Tar Catania, (Sicilia) sez. I, 29/10/2008, n.1883

Natura di sanzione amministrativa della demolizione del manufatto abusivo.

La demolizione del manufatto abusivo, anche se disposta dal giudice penale ai sensi dell’art. 31, comma 9, d.P.R. 6 giugno 2001 n. 380, qualora non sia stata altrimenti eseguita, ha natura di sanzione amministrativa, che assolve ad un’autonoma funzione ripristinatoria del bene giuridico leso, configura un obbligo di fare, imposto per ragioni di tutela del territorio, non ha finalità punitive e ha carattere reale, producendo effetti sul soggetto che è in rapporto con il bene, indipendentemente dall’essere stato o meno quest’ultimo l’autore dell’abuso. Per tali sue caratteristiche la demolizione non può ritenersi una “pena” nel senso individuato dalla giurisprudenza della Cedu e non è soggetta alla prescrizione stabilita dall’art. 173 c.p.

Cassazione penale sez. III, 20/01/2016, n.9949

L’ordinanza di demolizione di un manufatto abusivo può essere disposta in qualsiasi momento.

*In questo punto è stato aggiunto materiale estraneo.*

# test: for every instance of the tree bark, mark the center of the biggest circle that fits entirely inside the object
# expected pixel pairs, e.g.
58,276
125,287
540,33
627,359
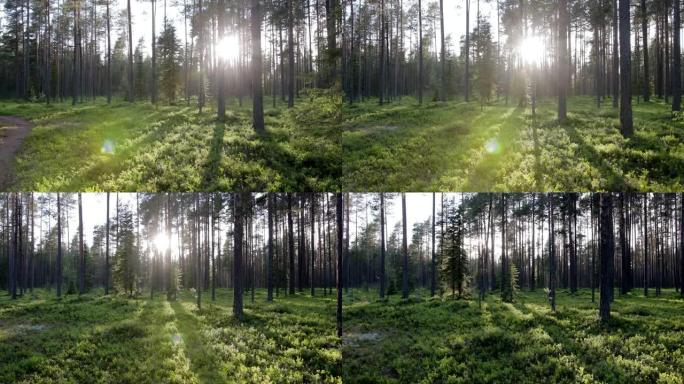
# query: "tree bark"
339,262
625,72
290,243
257,87
238,274
552,257
131,92
269,265
676,60
644,35
58,267
562,59
382,245
607,247
404,246
81,254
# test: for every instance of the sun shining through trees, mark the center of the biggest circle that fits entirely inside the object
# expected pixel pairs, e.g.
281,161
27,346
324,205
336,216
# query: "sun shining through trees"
532,50
131,75
467,274
228,48
162,242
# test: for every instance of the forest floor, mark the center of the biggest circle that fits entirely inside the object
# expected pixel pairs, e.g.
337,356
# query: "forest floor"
139,147
13,131
425,340
95,339
497,147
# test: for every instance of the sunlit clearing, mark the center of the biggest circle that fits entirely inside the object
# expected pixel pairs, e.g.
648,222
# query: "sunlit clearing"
107,147
162,242
532,50
228,48
492,146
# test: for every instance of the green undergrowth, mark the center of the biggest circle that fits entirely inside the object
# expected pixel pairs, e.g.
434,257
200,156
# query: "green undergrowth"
140,147
89,339
95,339
498,147
426,340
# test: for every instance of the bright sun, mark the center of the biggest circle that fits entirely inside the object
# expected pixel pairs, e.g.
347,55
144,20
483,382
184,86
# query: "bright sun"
228,48
532,50
161,242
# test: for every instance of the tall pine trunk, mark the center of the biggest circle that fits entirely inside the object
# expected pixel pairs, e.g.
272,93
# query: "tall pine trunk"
131,92
258,95
644,36
290,244
238,274
607,246
562,61
442,74
290,55
382,245
404,247
338,278
81,254
625,72
58,267
552,257
645,218
676,60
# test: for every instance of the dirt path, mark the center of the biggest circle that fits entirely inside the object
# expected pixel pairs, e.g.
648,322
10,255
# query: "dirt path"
13,131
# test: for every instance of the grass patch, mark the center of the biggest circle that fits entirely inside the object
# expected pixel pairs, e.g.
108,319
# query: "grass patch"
140,147
431,340
114,339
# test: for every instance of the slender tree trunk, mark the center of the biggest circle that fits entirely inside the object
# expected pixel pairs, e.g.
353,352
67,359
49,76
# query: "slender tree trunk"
313,247
572,249
442,72
607,247
562,59
681,244
404,246
269,265
238,274
646,279
257,87
339,262
676,59
109,53
290,55
420,51
290,243
221,69
644,36
382,52
15,246
467,52
81,254
625,72
382,245
552,257
616,59
623,246
58,267
433,284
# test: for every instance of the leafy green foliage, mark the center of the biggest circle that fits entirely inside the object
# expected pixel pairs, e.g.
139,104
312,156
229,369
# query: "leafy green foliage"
140,147
460,146
454,258
445,341
126,269
93,339
169,49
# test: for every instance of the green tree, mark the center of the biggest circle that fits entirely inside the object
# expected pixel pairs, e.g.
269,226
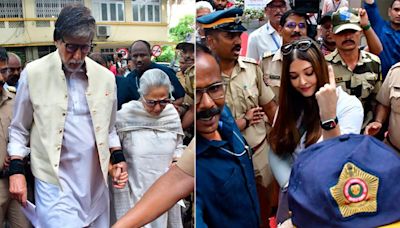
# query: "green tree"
183,29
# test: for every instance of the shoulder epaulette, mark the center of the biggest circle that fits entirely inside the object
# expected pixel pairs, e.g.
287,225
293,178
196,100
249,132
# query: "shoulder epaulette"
373,57
248,60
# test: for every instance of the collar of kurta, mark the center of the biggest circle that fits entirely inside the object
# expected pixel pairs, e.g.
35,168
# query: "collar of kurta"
277,56
5,95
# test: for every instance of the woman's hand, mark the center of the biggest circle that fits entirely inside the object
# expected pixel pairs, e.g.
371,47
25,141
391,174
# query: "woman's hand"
327,98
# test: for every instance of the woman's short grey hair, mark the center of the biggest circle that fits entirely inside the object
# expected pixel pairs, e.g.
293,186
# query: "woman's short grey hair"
204,5
154,78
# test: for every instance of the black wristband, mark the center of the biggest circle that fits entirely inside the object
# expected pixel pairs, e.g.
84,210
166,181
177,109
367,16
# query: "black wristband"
17,166
117,156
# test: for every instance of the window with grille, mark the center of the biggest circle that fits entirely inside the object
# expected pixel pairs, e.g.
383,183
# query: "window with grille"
11,9
108,10
146,10
51,8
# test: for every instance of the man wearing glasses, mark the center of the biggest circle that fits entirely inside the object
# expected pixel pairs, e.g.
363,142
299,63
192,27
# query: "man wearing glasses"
266,38
226,193
65,112
292,27
247,96
9,208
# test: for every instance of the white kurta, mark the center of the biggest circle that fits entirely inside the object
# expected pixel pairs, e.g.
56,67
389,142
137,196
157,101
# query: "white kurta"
149,145
84,199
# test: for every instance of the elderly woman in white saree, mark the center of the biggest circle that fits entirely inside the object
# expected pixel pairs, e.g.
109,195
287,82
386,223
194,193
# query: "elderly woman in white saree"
151,137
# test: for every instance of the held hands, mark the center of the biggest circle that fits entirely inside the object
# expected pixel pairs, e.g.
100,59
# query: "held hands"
255,115
373,128
119,174
18,188
327,98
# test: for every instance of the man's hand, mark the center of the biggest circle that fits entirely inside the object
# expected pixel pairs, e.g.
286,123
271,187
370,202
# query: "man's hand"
119,174
18,188
373,128
369,1
255,115
6,162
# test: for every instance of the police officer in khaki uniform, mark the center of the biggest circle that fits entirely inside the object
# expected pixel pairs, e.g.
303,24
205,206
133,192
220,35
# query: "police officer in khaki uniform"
388,106
292,26
247,96
357,71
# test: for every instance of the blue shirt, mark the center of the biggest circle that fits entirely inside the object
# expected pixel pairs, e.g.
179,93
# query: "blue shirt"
389,38
225,187
127,87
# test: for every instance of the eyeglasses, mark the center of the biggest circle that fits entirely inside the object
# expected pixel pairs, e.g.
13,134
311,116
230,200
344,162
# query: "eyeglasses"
301,45
71,48
4,70
215,91
292,25
153,103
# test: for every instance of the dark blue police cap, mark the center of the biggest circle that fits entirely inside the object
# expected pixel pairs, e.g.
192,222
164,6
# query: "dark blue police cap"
347,181
228,20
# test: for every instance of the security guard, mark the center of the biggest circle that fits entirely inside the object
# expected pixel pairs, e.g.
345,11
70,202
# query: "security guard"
292,27
388,107
357,71
247,96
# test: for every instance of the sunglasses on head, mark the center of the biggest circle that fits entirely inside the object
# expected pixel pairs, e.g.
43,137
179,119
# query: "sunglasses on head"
301,45
71,48
292,25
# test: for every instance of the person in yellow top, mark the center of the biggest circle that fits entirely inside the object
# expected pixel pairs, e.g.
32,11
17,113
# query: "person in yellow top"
249,99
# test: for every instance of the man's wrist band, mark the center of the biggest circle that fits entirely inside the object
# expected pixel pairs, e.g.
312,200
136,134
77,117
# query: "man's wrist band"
117,156
17,166
366,27
247,121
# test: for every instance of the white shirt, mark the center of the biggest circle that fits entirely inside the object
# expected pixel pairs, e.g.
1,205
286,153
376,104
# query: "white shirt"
265,38
84,194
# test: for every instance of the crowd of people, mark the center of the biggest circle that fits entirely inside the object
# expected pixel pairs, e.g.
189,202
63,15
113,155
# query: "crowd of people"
83,139
263,116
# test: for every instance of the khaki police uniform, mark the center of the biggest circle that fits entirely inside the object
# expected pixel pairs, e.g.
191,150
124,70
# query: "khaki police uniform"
389,96
9,208
363,82
271,66
246,90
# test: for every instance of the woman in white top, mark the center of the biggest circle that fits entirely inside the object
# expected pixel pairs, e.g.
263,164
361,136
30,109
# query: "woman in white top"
311,109
151,137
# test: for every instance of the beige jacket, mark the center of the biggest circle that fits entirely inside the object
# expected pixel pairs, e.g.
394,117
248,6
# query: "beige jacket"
49,97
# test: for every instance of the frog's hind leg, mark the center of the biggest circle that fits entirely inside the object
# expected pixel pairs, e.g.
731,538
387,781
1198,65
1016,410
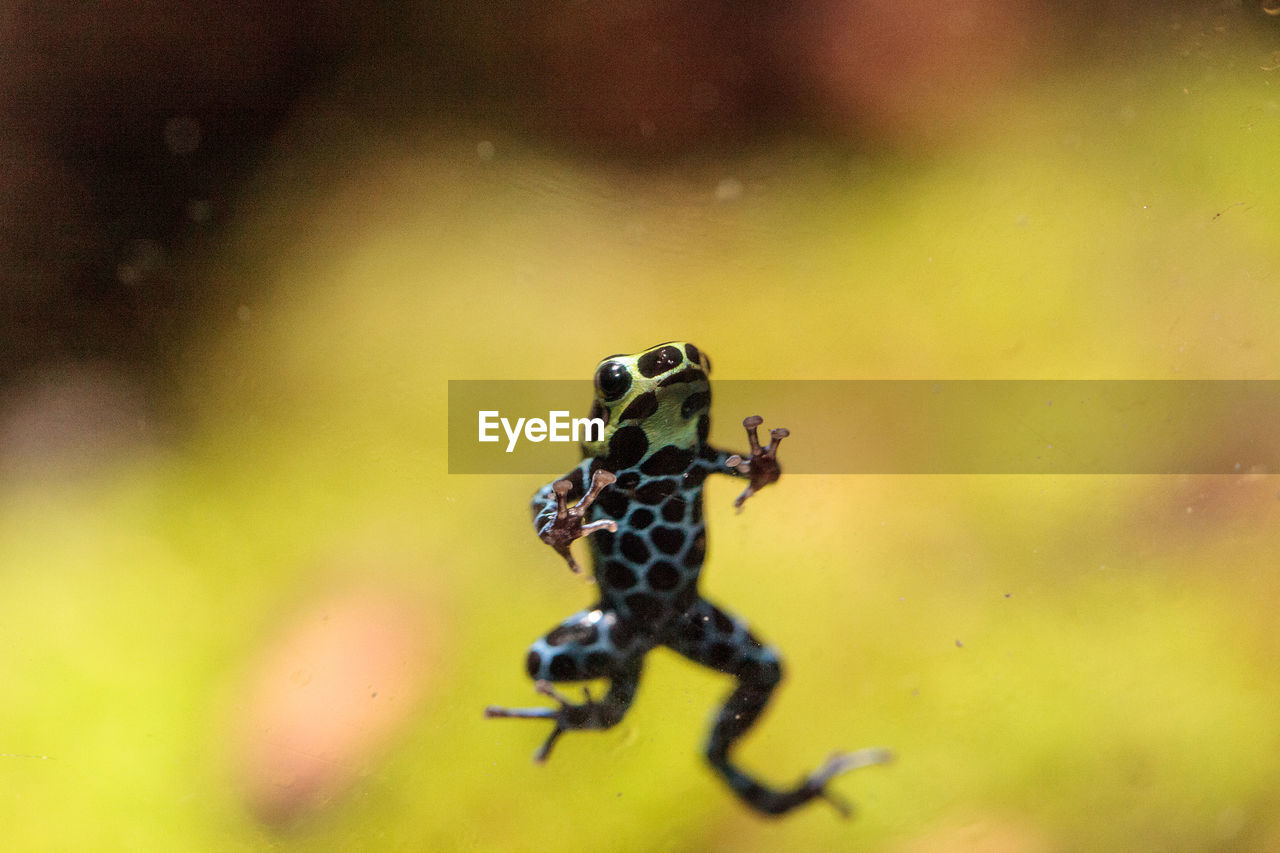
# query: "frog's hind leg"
708,635
590,644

L’ordinanza di demolizione di un manufatto abusivo può essere disposta in qualsiasi momento sia perché si tratta di una misura a carattere reale piuttosto che di una vera e propria sanzione, sia perché si tratta comunque di illeciti permanenti cui si associano misure oggettive in rapporto alle quali non può nemmeno essere utilmente invocato il principio di estraneità degli attuali proprietari alla relativa effettuazione, fatta salva l’inopponibilità dell’acquisizione gratuita del bene e dell’area di sedime.

T.A.R. Venezia, (Veneto) sez. II, 24/07/2017, n.733

La repressione degli abusi edilizi con misure ripristinatorie può essere disposta nei confronti del proprietario attuale anche se non responsabile dell’abuso.

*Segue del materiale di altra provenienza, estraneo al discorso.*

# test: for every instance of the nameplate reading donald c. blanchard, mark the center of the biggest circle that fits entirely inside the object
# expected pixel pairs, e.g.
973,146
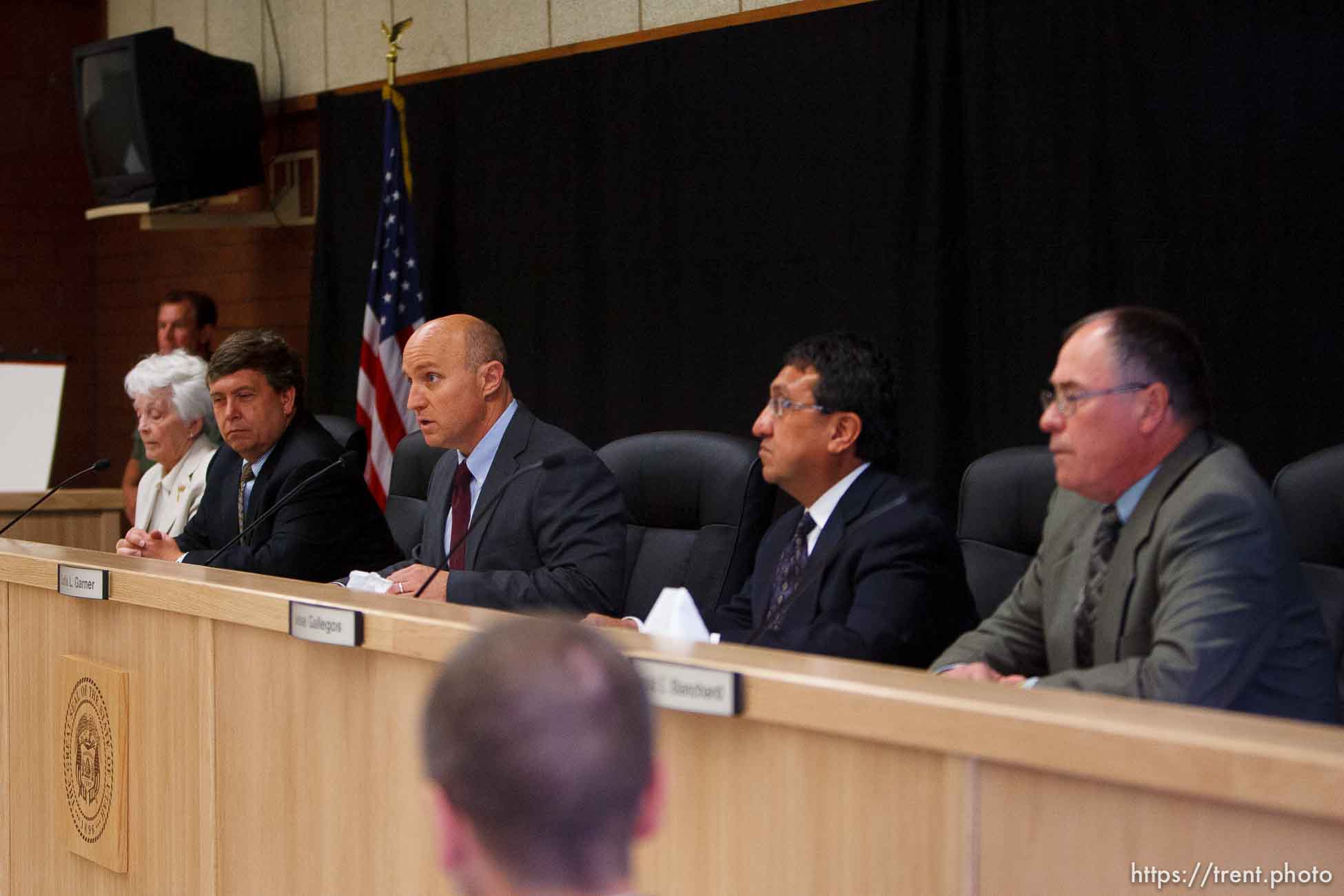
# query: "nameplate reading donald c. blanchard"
327,625
80,582
672,685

La repressione degli abusi edilizi attraverso misure ripristinatorie può essere disposta nei confronti del proprietario attuale dell’immobile interessato dall’intervento abusivo anche se non responsabile dell’abuso, perché questo costituisce illecito permanente, senza che sia necessario l’accertamento del dolo o della colpa del destinatario della sanzione, trattandosi di sanzione di carattere reale. Le sanzioni afflittive mirano, invece, essenzialmente a produrre un effetto dannoso per il responsabile ed esulano dalla soddisfazione dell’interesse violato dall’abuso, non mirando a stabilire una situazione di legalità materiale violata. Mentre le sanzioni ripristinatorie costituiscono rimedi che, a fronte di una situazione di difformità nell’assetto del territorio rispetto a quello delineato dagli strumenti edilizi e dalla disciplina di settore discendente dall’abuso edilizio, mirano ad eliminare o a riequilibrare detta situazione tramite la soddisfazione di specifici interessi pubblici attinenti all’ordinato assetto del territorio, così giustificandosi il loro concorso con le sanzioni penali e la loro sottrazione alla disciplina generale recata dalla l. n. 689 del 1981, le sanzioni conseguenti all’illecito edilizio che non rivestono natura riparatoria dell’interesse violato, in quanto aventi carattere punitivo, sono correlate alla responsabilità personale dell’autore della violazione, dovendo tuttavia ulteriormente distinguersi, al loro interno, tra sanzioni meramente punitive e sanzioni pecuniarie aventi anche finalità ripristinatorie, di carattere meramente patrimoniale, trasmissibili agli eredi e non reiterabili nei confronti di altri soggetti. Dalla distinzione tra finalità ripristinatorie e finalità afflittiva della sanzione amministrativa in materia edilizia, discende dunque l’applicabilità o meno della disciplina generale di cui alla l. n. 689 del 1981.